Given that the waters are riddled with problems and dragons, maybe the solution is to evaluate language-only models on text-only datasets. The versions of these tests that are simulated for language-only models are too dissimilar to be directly comparable to human performance.

Should you really want to evaluate a model on the non-image portions of a standardized test, state clearly that the comparison isn't entirely fair. This is the approach taken by the MedPaLM authors - emphasis mine:

Large language models (LLMs) have catalyzed significant progress in medical question answering; Med-PaLM was the first model to exceed a “passing” score in US Medical Licensing Examination (USMLE) style questions with a score of 67.2% on the MedQA dataset.

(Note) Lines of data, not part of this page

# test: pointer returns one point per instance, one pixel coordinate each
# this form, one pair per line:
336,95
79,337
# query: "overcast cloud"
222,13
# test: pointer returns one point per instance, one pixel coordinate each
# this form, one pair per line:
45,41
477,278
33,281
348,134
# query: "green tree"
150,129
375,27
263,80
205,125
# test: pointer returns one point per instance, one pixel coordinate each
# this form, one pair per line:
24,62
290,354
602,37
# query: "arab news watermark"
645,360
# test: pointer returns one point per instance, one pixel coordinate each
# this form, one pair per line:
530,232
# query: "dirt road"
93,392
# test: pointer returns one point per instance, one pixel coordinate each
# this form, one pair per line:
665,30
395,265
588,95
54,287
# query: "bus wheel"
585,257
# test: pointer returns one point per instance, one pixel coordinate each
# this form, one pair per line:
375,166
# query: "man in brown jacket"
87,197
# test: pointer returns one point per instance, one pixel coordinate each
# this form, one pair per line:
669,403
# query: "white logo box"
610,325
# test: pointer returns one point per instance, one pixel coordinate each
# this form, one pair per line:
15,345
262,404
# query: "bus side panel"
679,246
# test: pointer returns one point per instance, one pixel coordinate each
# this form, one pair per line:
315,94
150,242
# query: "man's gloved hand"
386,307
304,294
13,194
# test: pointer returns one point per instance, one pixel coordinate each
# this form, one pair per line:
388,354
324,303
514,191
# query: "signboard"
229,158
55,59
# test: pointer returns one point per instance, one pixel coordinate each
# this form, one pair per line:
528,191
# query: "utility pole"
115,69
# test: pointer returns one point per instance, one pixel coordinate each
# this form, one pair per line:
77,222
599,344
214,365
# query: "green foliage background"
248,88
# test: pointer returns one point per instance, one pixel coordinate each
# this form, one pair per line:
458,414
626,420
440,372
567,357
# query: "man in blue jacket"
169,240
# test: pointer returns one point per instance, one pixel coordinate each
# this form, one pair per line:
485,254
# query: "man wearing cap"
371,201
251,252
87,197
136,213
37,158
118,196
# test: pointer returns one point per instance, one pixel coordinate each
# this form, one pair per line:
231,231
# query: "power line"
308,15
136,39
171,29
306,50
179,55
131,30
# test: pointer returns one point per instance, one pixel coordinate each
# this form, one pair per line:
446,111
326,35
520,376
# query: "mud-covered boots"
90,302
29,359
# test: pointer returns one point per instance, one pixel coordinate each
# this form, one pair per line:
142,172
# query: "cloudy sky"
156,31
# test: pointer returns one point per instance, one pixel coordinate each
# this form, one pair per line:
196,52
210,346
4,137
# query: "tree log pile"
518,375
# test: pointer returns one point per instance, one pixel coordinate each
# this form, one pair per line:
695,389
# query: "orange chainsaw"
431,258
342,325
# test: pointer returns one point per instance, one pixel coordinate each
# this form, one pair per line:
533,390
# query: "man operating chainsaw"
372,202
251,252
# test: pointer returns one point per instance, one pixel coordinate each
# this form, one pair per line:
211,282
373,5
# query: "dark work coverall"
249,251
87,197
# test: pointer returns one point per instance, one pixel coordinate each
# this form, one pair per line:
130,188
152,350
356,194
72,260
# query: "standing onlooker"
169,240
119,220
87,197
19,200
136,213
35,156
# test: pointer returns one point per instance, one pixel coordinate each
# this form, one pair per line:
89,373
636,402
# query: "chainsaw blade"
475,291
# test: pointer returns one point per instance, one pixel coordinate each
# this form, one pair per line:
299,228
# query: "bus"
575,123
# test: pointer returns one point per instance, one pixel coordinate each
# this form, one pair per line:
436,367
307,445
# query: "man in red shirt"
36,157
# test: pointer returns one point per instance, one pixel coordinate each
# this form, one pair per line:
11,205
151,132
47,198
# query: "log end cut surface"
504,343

In summary, beware the dragons in the evals waters. Choose datasets where comparison is actually possible, and don't be misleading.

All evals were performed using the "natural use case" method of evaluation. Give the model the question and allow it to sample as many tokens as you would like, and use another model (here, GPT-3) to compare the reference with the sampled answer and judge correctness.

Dataset and scripts can be found on github.